Although we were tired, Toc wanted to stop at one last temple before heading back. It didn't have a lot of carvings and looking back now I can't find it on my map so I'm going to chalk it up to being super tired and fading so we can't remember the name They do tell you not to cram too many temples into one day! We enjoyed a breezy tuk tuk ride back to the hostel and asked Melissa where we should go for lunch. At this point we were starving so she recommended Khmer Kitchen, a local place in the tourist area. I enjoyed a pumpkin and coconut soup dish and Dave enjoyed a beef and pineapple stir-fry.

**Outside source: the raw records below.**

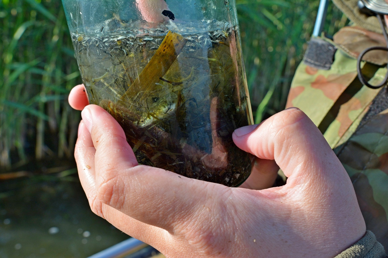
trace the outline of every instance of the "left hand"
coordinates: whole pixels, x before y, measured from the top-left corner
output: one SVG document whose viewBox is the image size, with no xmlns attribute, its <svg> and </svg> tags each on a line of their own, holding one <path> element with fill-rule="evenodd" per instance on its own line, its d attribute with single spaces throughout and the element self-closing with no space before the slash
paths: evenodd
<svg viewBox="0 0 388 258">
<path fill-rule="evenodd" d="M 296 108 L 233 134 L 237 146 L 276 160 L 288 177 L 261 191 L 139 165 L 107 112 L 90 105 L 82 115 L 75 157 L 92 210 L 167 257 L 330 257 L 365 232 L 346 172 Z"/>
</svg>

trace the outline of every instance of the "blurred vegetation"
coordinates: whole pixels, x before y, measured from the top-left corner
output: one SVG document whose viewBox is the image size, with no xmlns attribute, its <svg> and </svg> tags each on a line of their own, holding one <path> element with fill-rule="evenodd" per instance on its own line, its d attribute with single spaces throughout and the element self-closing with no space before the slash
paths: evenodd
<svg viewBox="0 0 388 258">
<path fill-rule="evenodd" d="M 237 3 L 258 122 L 284 108 L 319 1 Z M 346 20 L 331 3 L 329 10 L 325 30 L 332 35 Z M 0 0 L 0 171 L 47 157 L 72 160 L 80 116 L 67 98 L 81 81 L 61 1 Z"/>
</svg>

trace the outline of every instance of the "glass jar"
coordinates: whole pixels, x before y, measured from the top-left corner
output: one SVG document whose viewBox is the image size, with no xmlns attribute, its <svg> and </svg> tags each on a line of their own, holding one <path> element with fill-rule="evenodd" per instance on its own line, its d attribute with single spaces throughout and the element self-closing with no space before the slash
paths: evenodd
<svg viewBox="0 0 388 258">
<path fill-rule="evenodd" d="M 139 164 L 236 186 L 253 119 L 234 0 L 62 0 L 90 102 L 118 122 Z"/>
</svg>

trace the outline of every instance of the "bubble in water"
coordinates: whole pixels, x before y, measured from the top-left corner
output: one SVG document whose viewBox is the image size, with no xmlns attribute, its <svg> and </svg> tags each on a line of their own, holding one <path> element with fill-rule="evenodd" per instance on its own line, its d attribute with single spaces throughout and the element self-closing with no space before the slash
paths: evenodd
<svg viewBox="0 0 388 258">
<path fill-rule="evenodd" d="M 59 232 L 59 229 L 56 227 L 52 227 L 48 229 L 48 234 L 51 235 L 56 234 Z"/>
<path fill-rule="evenodd" d="M 90 232 L 89 231 L 85 231 L 82 234 L 82 236 L 83 236 L 84 237 L 88 237 L 90 236 Z"/>
</svg>

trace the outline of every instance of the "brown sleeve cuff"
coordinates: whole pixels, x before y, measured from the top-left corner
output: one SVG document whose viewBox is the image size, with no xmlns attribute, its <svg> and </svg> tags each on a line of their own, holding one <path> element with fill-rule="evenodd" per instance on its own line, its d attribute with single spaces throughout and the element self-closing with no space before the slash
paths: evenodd
<svg viewBox="0 0 388 258">
<path fill-rule="evenodd" d="M 386 257 L 384 247 L 376 240 L 374 234 L 367 230 L 362 238 L 334 258 L 384 258 Z"/>
</svg>

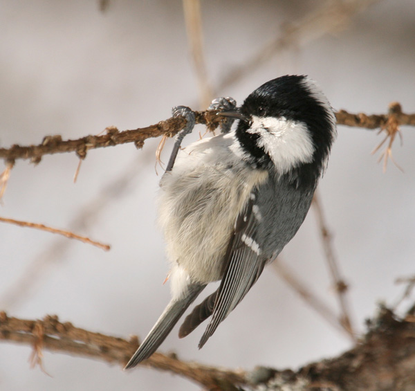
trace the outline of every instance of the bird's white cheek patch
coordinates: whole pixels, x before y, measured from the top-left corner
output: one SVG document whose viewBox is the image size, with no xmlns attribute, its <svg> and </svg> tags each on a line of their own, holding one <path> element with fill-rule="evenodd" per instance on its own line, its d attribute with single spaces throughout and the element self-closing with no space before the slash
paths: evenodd
<svg viewBox="0 0 415 391">
<path fill-rule="evenodd" d="M 313 159 L 314 146 L 305 123 L 284 117 L 252 116 L 250 133 L 259 135 L 258 145 L 268 154 L 274 164 L 286 172 Z"/>
</svg>

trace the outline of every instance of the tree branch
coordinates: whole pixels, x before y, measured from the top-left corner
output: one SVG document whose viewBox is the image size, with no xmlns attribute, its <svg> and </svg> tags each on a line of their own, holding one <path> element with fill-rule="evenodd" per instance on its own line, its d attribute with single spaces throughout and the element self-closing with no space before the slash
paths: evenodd
<svg viewBox="0 0 415 391">
<path fill-rule="evenodd" d="M 180 374 L 208 390 L 387 391 L 412 390 L 415 384 L 415 322 L 412 312 L 405 319 L 381 308 L 368 322 L 369 331 L 360 343 L 338 357 L 307 365 L 297 372 L 258 367 L 250 372 L 230 370 L 179 360 L 175 355 L 155 353 L 142 365 Z M 42 349 L 98 358 L 124 366 L 138 345 L 129 341 L 60 322 L 57 316 L 43 320 L 9 318 L 0 312 L 0 340 L 31 345 L 34 356 Z M 39 357 L 36 360 L 42 364 Z M 264 388 L 265 386 L 265 388 Z"/>
<path fill-rule="evenodd" d="M 215 129 L 221 118 L 217 111 L 196 111 L 196 123 L 205 125 L 209 130 Z M 381 128 L 388 131 L 388 124 L 397 126 L 415 126 L 415 114 L 405 114 L 398 103 L 393 103 L 389 107 L 387 114 L 373 114 L 367 116 L 362 113 L 353 114 L 344 110 L 336 113 L 338 125 L 367 129 Z M 391 120 L 393 119 L 393 120 Z M 172 136 L 185 125 L 185 120 L 172 117 L 167 120 L 147 127 L 120 131 L 116 127 L 107 128 L 107 133 L 102 136 L 86 136 L 77 140 L 63 140 L 61 136 L 47 136 L 38 145 L 20 146 L 14 145 L 10 148 L 0 148 L 0 158 L 9 163 L 14 163 L 17 159 L 30 159 L 38 163 L 42 156 L 63 152 L 75 152 L 80 158 L 84 158 L 86 152 L 95 148 L 103 148 L 133 143 L 137 148 L 142 148 L 144 141 L 151 137 L 162 135 Z"/>
</svg>

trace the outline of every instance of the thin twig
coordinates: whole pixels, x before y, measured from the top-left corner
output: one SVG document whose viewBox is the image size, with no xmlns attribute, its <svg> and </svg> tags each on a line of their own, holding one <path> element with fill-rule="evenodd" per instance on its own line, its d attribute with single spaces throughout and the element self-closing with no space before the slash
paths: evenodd
<svg viewBox="0 0 415 391">
<path fill-rule="evenodd" d="M 320 233 L 322 238 L 322 244 L 326 255 L 326 261 L 327 262 L 329 270 L 330 271 L 333 285 L 335 288 L 340 307 L 341 316 L 340 322 L 349 334 L 352 339 L 356 342 L 357 340 L 356 335 L 353 329 L 350 315 L 349 305 L 347 298 L 346 297 L 348 286 L 342 278 L 339 269 L 338 262 L 334 254 L 334 250 L 332 246 L 331 234 L 327 228 L 327 222 L 324 218 L 320 197 L 317 192 L 314 194 L 312 206 L 315 211 L 317 223 L 320 228 Z"/>
<path fill-rule="evenodd" d="M 38 223 L 30 223 L 29 221 L 23 221 L 21 220 L 15 220 L 15 219 L 6 219 L 6 217 L 0 217 L 0 221 L 3 221 L 3 223 L 8 223 L 10 224 L 15 224 L 17 226 L 20 226 L 21 227 L 28 227 L 30 228 L 36 228 L 38 230 L 50 232 L 51 233 L 57 233 L 70 239 L 75 239 L 76 240 L 83 242 L 84 243 L 92 244 L 93 246 L 95 246 L 96 247 L 102 248 L 102 250 L 105 250 L 106 251 L 108 251 L 111 249 L 111 246 L 109 246 L 109 244 L 104 244 L 102 243 L 100 243 L 100 242 L 91 240 L 91 239 L 85 236 L 80 236 L 68 230 L 53 228 L 48 226 L 45 226 L 44 224 L 39 224 Z"/>
<path fill-rule="evenodd" d="M 199 0 L 183 0 L 187 42 L 196 70 L 199 90 L 201 107 L 207 107 L 213 98 L 208 82 L 206 62 L 203 51 L 202 15 Z"/>
</svg>

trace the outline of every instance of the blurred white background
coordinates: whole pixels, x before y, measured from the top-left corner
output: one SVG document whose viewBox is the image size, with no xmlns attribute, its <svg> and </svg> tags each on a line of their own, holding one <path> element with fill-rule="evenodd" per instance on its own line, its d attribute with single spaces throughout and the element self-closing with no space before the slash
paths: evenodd
<svg viewBox="0 0 415 391">
<path fill-rule="evenodd" d="M 309 12 L 341 1 L 205 1 L 205 55 L 214 88 Z M 354 4 L 356 1 L 343 1 Z M 361 2 L 363 3 L 363 2 Z M 374 1 L 342 28 L 287 43 L 269 62 L 219 96 L 239 103 L 266 81 L 286 73 L 317 80 L 335 109 L 380 113 L 391 101 L 415 112 L 415 6 L 413 0 Z M 171 107 L 198 109 L 198 89 L 180 1 L 2 1 L 0 3 L 0 145 L 39 143 L 156 123 Z M 203 131 L 203 128 L 199 130 Z M 385 174 L 370 152 L 382 136 L 339 127 L 320 193 L 360 332 L 379 302 L 403 291 L 394 280 L 414 273 L 415 132 L 402 129 L 394 145 L 402 173 Z M 74 154 L 45 156 L 37 165 L 17 161 L 0 215 L 54 227 L 111 244 L 111 251 L 55 235 L 0 225 L 0 309 L 10 316 L 62 321 L 91 331 L 144 337 L 169 298 L 163 239 L 156 224 L 158 140 L 93 150 L 76 184 Z M 165 150 L 167 159 L 169 146 Z M 0 168 L 0 171 L 3 167 Z M 118 182 L 127 176 L 122 188 Z M 112 197 L 113 192 L 116 197 Z M 98 207 L 95 217 L 80 224 Z M 75 221 L 75 222 L 74 222 Z M 57 248 L 50 255 L 52 248 Z M 299 278 L 338 311 L 311 210 L 284 251 Z M 199 300 L 198 300 L 199 301 Z M 405 306 L 404 307 L 405 308 Z M 351 345 L 302 302 L 272 267 L 222 323 L 205 347 L 203 327 L 183 340 L 177 329 L 161 352 L 231 368 L 291 367 L 339 354 Z M 30 369 L 28 346 L 0 345 L 0 389 L 194 390 L 168 373 L 44 352 L 51 377 Z"/>
</svg>

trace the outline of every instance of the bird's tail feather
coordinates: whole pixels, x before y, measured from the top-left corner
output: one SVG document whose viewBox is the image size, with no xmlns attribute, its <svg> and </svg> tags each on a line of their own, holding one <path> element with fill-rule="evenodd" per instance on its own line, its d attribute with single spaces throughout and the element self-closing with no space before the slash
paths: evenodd
<svg viewBox="0 0 415 391">
<path fill-rule="evenodd" d="M 136 353 L 130 358 L 130 361 L 124 368 L 124 370 L 135 367 L 156 352 L 187 308 L 193 302 L 205 286 L 201 284 L 190 285 L 188 287 L 186 294 L 178 299 L 172 299 Z"/>
</svg>

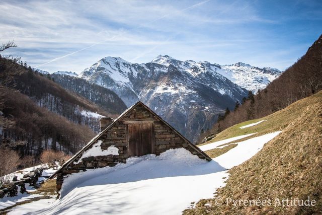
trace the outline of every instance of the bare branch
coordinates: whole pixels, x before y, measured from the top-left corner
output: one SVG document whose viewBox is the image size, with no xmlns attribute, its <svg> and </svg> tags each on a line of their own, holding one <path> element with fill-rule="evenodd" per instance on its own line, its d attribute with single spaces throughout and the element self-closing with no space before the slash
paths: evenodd
<svg viewBox="0 0 322 215">
<path fill-rule="evenodd" d="M 0 46 L 0 52 L 3 51 L 7 49 L 13 47 L 18 47 L 18 45 L 15 43 L 14 40 L 7 42 L 6 43 L 3 43 L 2 45 Z"/>
</svg>

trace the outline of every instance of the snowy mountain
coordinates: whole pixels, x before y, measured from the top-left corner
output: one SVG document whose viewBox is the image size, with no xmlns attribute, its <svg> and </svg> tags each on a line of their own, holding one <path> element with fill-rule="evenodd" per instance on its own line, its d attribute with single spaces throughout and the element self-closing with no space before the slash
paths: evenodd
<svg viewBox="0 0 322 215">
<path fill-rule="evenodd" d="M 48 75 L 49 74 L 49 73 L 48 73 L 47 71 L 44 71 L 43 70 L 41 70 L 39 69 L 39 68 L 33 68 L 34 71 L 37 72 L 37 73 L 41 73 L 42 74 L 44 74 L 44 75 Z"/>
<path fill-rule="evenodd" d="M 75 72 L 68 71 L 57 71 L 54 73 L 53 74 L 66 75 L 66 76 L 73 76 L 73 77 L 76 77 L 78 75 Z"/>
<path fill-rule="evenodd" d="M 140 100 L 191 140 L 226 107 L 247 94 L 208 62 L 182 61 L 159 55 L 151 62 L 101 59 L 79 76 L 115 92 L 128 106 Z"/>
<path fill-rule="evenodd" d="M 282 74 L 282 71 L 277 68 L 261 68 L 241 62 L 220 67 L 221 69 L 218 69 L 217 73 L 253 93 L 265 88 Z"/>
</svg>

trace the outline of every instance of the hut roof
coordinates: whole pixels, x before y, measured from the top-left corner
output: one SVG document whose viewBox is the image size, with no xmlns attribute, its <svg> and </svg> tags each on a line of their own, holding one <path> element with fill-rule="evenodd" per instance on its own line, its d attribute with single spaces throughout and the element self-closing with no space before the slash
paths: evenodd
<svg viewBox="0 0 322 215">
<path fill-rule="evenodd" d="M 187 143 L 193 149 L 194 149 L 198 153 L 202 155 L 205 159 L 208 161 L 210 161 L 212 159 L 208 156 L 202 150 L 200 150 L 198 147 L 192 144 L 188 139 L 187 139 L 186 137 L 183 136 L 179 131 L 176 130 L 173 127 L 170 125 L 168 122 L 163 120 L 161 117 L 158 116 L 155 113 L 154 113 L 152 110 L 151 110 L 148 107 L 143 104 L 142 102 L 139 101 L 136 102 L 135 104 L 129 107 L 127 109 L 126 109 L 122 114 L 120 115 L 118 117 L 116 118 L 114 121 L 108 126 L 107 126 L 104 130 L 101 131 L 98 134 L 95 136 L 93 139 L 92 139 L 83 148 L 79 151 L 78 151 L 77 153 L 76 153 L 72 157 L 71 157 L 70 159 L 67 161 L 59 169 L 58 169 L 53 174 L 52 174 L 49 178 L 49 179 L 52 179 L 54 178 L 56 175 L 62 171 L 63 169 L 66 168 L 71 162 L 72 162 L 79 155 L 82 155 L 83 152 L 86 151 L 88 149 L 89 149 L 93 144 L 96 142 L 96 141 L 108 130 L 109 130 L 111 127 L 113 127 L 114 125 L 119 121 L 124 116 L 126 115 L 128 113 L 131 111 L 132 109 L 135 108 L 138 105 L 141 105 L 146 109 L 147 109 L 149 112 L 150 112 L 154 116 L 155 116 L 160 121 L 166 124 L 167 126 L 168 126 L 170 128 L 173 130 L 178 135 L 179 135 L 181 138 L 183 138 L 185 141 L 187 142 Z"/>
</svg>

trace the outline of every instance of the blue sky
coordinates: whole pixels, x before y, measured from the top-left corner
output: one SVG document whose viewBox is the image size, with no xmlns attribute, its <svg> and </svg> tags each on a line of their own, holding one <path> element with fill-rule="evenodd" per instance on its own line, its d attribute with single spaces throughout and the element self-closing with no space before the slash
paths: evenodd
<svg viewBox="0 0 322 215">
<path fill-rule="evenodd" d="M 2 1 L 0 42 L 52 73 L 158 54 L 284 70 L 322 33 L 320 1 Z"/>
</svg>

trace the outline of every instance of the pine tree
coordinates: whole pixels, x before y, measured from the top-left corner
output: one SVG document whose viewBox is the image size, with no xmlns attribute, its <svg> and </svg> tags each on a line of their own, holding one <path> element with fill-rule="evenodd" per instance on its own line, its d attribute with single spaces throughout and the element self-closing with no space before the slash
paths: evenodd
<svg viewBox="0 0 322 215">
<path fill-rule="evenodd" d="M 246 97 L 245 97 L 245 96 L 244 97 L 243 97 L 243 99 L 242 99 L 242 104 L 244 105 L 245 103 L 245 102 L 246 102 Z"/>
<path fill-rule="evenodd" d="M 237 110 L 239 105 L 239 102 L 238 101 L 236 101 L 236 103 L 235 103 L 235 108 L 234 108 L 233 111 L 236 111 L 236 110 Z"/>
</svg>

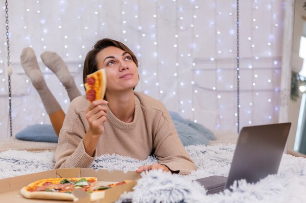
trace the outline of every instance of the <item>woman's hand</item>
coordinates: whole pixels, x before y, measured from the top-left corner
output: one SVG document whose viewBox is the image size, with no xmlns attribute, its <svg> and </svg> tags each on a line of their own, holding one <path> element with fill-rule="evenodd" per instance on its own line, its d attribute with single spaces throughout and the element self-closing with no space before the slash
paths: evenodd
<svg viewBox="0 0 306 203">
<path fill-rule="evenodd" d="M 86 119 L 89 125 L 87 133 L 91 135 L 100 136 L 104 132 L 102 125 L 107 120 L 107 107 L 105 105 L 108 102 L 101 99 L 94 101 L 86 110 Z"/>
<path fill-rule="evenodd" d="M 107 120 L 108 102 L 103 99 L 94 101 L 86 110 L 86 119 L 89 128 L 83 139 L 85 151 L 90 156 L 93 155 L 100 137 L 104 132 L 103 123 Z"/>
<path fill-rule="evenodd" d="M 163 171 L 169 172 L 170 170 L 165 165 L 161 165 L 160 164 L 154 163 L 152 165 L 145 165 L 140 166 L 138 169 L 136 170 L 136 172 L 140 173 L 142 171 L 148 171 L 150 170 L 162 170 Z"/>
</svg>

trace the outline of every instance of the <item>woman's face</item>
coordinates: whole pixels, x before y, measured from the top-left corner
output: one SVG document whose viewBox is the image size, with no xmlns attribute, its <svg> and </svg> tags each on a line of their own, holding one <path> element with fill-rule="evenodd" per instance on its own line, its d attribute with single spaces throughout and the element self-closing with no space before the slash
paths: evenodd
<svg viewBox="0 0 306 203">
<path fill-rule="evenodd" d="M 138 83 L 137 66 L 130 54 L 116 47 L 109 47 L 96 56 L 98 69 L 105 69 L 107 92 L 132 89 Z"/>
</svg>

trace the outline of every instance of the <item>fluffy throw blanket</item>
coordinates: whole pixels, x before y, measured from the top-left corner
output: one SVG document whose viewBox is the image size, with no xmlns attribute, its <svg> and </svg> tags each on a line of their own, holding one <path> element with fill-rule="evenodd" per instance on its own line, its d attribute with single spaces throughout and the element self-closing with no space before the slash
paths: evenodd
<svg viewBox="0 0 306 203">
<path fill-rule="evenodd" d="M 269 175 L 255 184 L 244 180 L 235 183 L 233 191 L 207 195 L 205 189 L 192 180 L 213 175 L 227 176 L 234 145 L 189 146 L 187 151 L 197 171 L 188 176 L 161 171 L 142 174 L 134 191 L 121 196 L 118 203 L 131 199 L 133 203 L 305 203 L 306 202 L 306 159 L 284 154 L 277 175 Z M 139 161 L 117 155 L 97 157 L 94 168 L 133 170 L 156 162 L 155 157 Z M 0 178 L 51 169 L 54 153 L 7 151 L 0 153 Z"/>
</svg>

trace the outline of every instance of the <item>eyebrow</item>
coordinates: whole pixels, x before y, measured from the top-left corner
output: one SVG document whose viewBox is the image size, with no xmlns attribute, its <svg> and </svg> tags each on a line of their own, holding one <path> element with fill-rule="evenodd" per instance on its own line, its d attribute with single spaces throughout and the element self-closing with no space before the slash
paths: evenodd
<svg viewBox="0 0 306 203">
<path fill-rule="evenodd" d="M 124 53 L 122 53 L 122 54 L 121 55 L 122 56 L 123 56 L 124 55 L 125 55 L 127 54 L 129 54 L 128 52 L 124 52 Z M 114 56 L 113 56 L 112 55 L 110 55 L 109 56 L 108 56 L 106 58 L 105 58 L 104 59 L 104 60 L 103 60 L 103 63 L 104 63 L 104 61 L 105 61 L 105 60 L 107 59 L 108 58 L 115 58 Z"/>
</svg>

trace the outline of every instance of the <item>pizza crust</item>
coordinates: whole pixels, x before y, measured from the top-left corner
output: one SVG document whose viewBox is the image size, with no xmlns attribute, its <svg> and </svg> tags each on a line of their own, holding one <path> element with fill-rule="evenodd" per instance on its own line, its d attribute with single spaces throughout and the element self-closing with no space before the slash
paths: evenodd
<svg viewBox="0 0 306 203">
<path fill-rule="evenodd" d="M 86 80 L 90 78 L 93 78 L 94 82 L 93 83 L 87 82 L 84 84 L 86 90 L 86 95 L 88 101 L 90 102 L 94 100 L 103 99 L 104 98 L 105 92 L 106 91 L 106 72 L 105 69 L 100 69 L 95 72 L 89 74 L 86 76 Z M 94 95 L 92 95 L 92 90 Z M 94 97 L 93 97 L 94 96 Z M 89 99 L 90 98 L 90 99 Z"/>
<path fill-rule="evenodd" d="M 78 200 L 78 198 L 72 194 L 44 191 L 29 192 L 26 190 L 26 187 L 22 187 L 20 190 L 20 193 L 23 197 L 27 199 L 70 200 L 74 201 Z"/>
</svg>

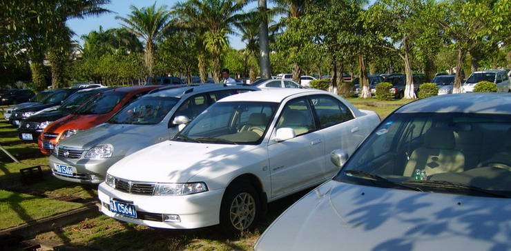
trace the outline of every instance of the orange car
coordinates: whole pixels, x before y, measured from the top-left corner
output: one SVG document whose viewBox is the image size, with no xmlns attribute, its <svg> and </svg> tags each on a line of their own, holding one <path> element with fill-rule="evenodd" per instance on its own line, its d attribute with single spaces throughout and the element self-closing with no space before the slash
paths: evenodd
<svg viewBox="0 0 511 251">
<path fill-rule="evenodd" d="M 41 152 L 50 155 L 62 139 L 104 123 L 117 111 L 162 86 L 119 87 L 95 96 L 70 114 L 48 125 L 37 139 Z"/>
</svg>

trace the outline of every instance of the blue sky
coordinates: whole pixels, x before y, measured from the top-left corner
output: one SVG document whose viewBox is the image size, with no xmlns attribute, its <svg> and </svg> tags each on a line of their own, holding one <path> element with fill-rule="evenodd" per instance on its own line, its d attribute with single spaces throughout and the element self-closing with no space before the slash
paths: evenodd
<svg viewBox="0 0 511 251">
<path fill-rule="evenodd" d="M 115 17 L 127 17 L 128 14 L 131 12 L 130 6 L 132 5 L 141 8 L 151 6 L 155 2 L 156 6 L 166 5 L 170 8 L 179 1 L 177 0 L 112 0 L 110 4 L 104 7 L 115 13 L 104 14 L 99 17 L 90 17 L 85 19 L 71 19 L 68 21 L 67 23 L 69 28 L 77 34 L 74 39 L 83 44 L 83 41 L 79 39 L 79 37 L 87 34 L 93 30 L 99 30 L 99 26 L 103 27 L 104 30 L 113 28 L 120 28 L 119 23 L 121 23 L 121 21 L 115 19 Z M 257 2 L 252 3 L 246 10 L 248 11 L 256 7 L 257 7 Z M 231 46 L 235 49 L 239 50 L 245 47 L 244 43 L 237 36 L 229 36 L 229 41 Z"/>
</svg>

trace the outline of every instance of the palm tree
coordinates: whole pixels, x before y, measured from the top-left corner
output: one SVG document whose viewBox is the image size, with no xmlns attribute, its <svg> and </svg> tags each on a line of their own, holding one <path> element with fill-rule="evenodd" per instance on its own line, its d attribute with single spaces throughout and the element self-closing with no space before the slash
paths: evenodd
<svg viewBox="0 0 511 251">
<path fill-rule="evenodd" d="M 213 77 L 220 82 L 221 56 L 229 41 L 227 34 L 233 34 L 233 26 L 243 20 L 246 14 L 240 13 L 247 0 L 189 0 L 177 3 L 173 13 L 178 17 L 177 25 L 195 31 L 204 37 L 205 48 L 213 58 Z M 200 71 L 201 60 L 199 60 Z"/>
<path fill-rule="evenodd" d="M 171 13 L 166 10 L 166 6 L 162 6 L 157 9 L 155 5 L 156 3 L 140 9 L 131 6 L 131 14 L 128 17 L 115 17 L 116 19 L 126 23 L 122 24 L 122 27 L 145 42 L 144 58 L 150 77 L 154 77 L 153 71 L 156 43 L 163 39 L 171 23 Z"/>
</svg>

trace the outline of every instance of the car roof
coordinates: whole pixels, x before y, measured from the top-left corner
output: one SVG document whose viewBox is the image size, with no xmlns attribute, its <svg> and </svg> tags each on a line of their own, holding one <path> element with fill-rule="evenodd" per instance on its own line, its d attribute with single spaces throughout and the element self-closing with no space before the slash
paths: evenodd
<svg viewBox="0 0 511 251">
<path fill-rule="evenodd" d="M 474 72 L 472 73 L 496 73 L 496 72 L 506 72 L 507 71 L 505 70 L 478 70 L 476 72 Z"/>
<path fill-rule="evenodd" d="M 155 92 L 149 93 L 144 97 L 182 97 L 187 94 L 193 94 L 196 93 L 208 92 L 221 90 L 259 90 L 260 89 L 249 86 L 242 85 L 224 85 L 222 83 L 203 83 L 200 85 L 182 85 L 177 86 L 175 88 L 170 89 L 163 89 Z"/>
<path fill-rule="evenodd" d="M 503 92 L 474 92 L 434 96 L 406 104 L 394 112 L 511 114 L 511 95 Z"/>
<path fill-rule="evenodd" d="M 250 92 L 226 97 L 218 101 L 262 101 L 281 102 L 286 98 L 302 93 L 329 94 L 330 92 L 317 89 L 275 88 L 260 92 Z"/>
</svg>

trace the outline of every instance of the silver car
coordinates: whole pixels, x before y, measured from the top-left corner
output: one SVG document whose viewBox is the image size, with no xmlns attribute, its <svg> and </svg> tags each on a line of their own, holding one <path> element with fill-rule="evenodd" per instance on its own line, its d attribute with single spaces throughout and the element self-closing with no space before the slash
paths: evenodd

While eating we were treated to a show of a British family taking a Dr. Fish foot bath which was entertaining. After lunch we made plans to visit Beng Mealea the next day and then enjoyed a lovely siesta and I fell asleep for at least 2 solid hours. An early wake up and temple-climbing will do that to me I guess! Around 7pm we figured we should look for dinner and went to a pizza place recommended by Melissa (again). She said it's better than the pizza in Canada and while it was very tasty I think she's been gone too long. It still tasted like pizza from Cambodia. What probably didn't help was that we were right on the river under the lights after dark so the bugs were out in full force and kept dropping on our laps and table. After a full day we were definitely ready to call it a night and crashed.
We set 3 alarms to make sure we were up by 4:30am and we left right at 5am with Perry (now our dedicated tuk tuk driver) and Toc Luk, the English-speaking guide for a day at the wats (temples). It was surprisingly cool this early in the morning which was nice and made for a pleasant drive through the city since Angkor Wat, our first stop, is about 5km north of town. We first stop at the ticket booth where all tourists need to purchase either a 1, 3 or 7 day pass to visit the temples. We opted for the 1 day pass as weren't sure our plans for the rest of the week and could always purchase more in the future. We then continued on around the moat to the main gate where Perry dropped us and headed off for a nap while Toc took us over Rainbow Bridge through the gates to view the sunrise over the temple. At this point the other tourists started showing up and there were hundreds of them, strewing all over the grounds. As we sat inside the gate waiting for the sun we recognized the Belgian bloke from yesterday's dinner and said hello. Small world, I guess. We waited about 30 minutes for the sun to fully rise over the East towers of the temple and meanwhile we enjoyed a history lesson from Toc.